Last week's warning to South Africa by the Trump administration about property rights and the rule of law could not have been more timely.
In his state-of-the-nation address the week before, Cyril Ramaphosa had sung the praises of "social compacts" or "social compacting" at least ten times. Such compacts, based on "collaboration and consensus", on "partnership and cooperation", were "the very essence of who we are". New compacts in the pipeline include one on electricity, and one "to end the crisis of violence perpetrated by men against women".
Yet Mr Ramaphosa also said that his government stood ready to amend section 25 of the Constitution and to table a bill to provide for expropriation without compensation. He thus again made it clear that the African National Congress (ANC) intends to undermine South Africa's founding "social compact" – its Constitution.
The proposed constitutional amendment will not only demolish the property rights enshrined in the Bill of Rights.
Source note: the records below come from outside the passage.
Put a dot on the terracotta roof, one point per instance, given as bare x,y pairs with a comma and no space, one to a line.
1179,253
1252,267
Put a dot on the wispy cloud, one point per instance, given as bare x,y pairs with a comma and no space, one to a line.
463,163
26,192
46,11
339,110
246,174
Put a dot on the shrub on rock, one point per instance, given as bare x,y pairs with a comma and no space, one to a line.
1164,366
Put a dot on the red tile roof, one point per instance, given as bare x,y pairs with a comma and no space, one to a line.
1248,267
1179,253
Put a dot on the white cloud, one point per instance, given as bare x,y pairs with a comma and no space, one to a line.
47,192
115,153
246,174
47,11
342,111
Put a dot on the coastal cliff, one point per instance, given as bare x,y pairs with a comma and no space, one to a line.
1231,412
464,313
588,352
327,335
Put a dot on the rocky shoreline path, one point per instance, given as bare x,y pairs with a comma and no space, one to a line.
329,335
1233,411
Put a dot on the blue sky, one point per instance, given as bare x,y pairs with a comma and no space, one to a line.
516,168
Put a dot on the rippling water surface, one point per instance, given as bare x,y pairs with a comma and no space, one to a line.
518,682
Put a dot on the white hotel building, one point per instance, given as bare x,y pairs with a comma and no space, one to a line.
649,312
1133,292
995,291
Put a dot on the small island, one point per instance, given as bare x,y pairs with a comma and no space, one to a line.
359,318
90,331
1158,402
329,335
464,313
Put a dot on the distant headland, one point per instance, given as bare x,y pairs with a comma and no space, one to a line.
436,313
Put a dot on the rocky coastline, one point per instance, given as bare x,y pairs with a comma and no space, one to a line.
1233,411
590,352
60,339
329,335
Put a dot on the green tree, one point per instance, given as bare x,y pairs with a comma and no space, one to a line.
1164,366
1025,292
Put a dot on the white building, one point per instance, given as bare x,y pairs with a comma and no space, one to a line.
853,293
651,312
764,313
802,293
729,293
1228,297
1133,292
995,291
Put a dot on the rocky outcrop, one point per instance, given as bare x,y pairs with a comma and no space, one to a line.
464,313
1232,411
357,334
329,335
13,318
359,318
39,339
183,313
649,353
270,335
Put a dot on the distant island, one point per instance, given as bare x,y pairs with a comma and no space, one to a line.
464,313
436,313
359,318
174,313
If the ANC has its way, it may also erode the rule of law by transferring decisions over compensation from the courts to the executive branch of government. The very first section of the Constitution states that the supremacy of the "rule of law" is one of its "founding provisions".
The entrenchment of property rights in the 1996 Constitution came at the end of a long process of hard bargaining which began during the negotiations that led up to the election of 1994 and the transfer of power to the ANC. In seeking now to nullify these rights, the president and his party are signalling that adherence to social compacts is not "the very essence of who we are" but "the very essence of who we aren't".
Among the early indications that the ANC does not consider itself bound by compacts was its violations of the various peace accords it signed in the early 1990s even as it was intensifying the "people's war" that helped bring it to power. Once it was in power, it swiftly gave yet another indication that it does not consider itself so bound when it failed to honour the agreement over international mediation that brought the Inkatha Freedom Party into the 1994 election. The South African Institute of Race Relations (IRR) warned at the time that this was an "ominous" development. Nor did the ANC's breach of these various undertakings redound to the credit of Nelson Mandela.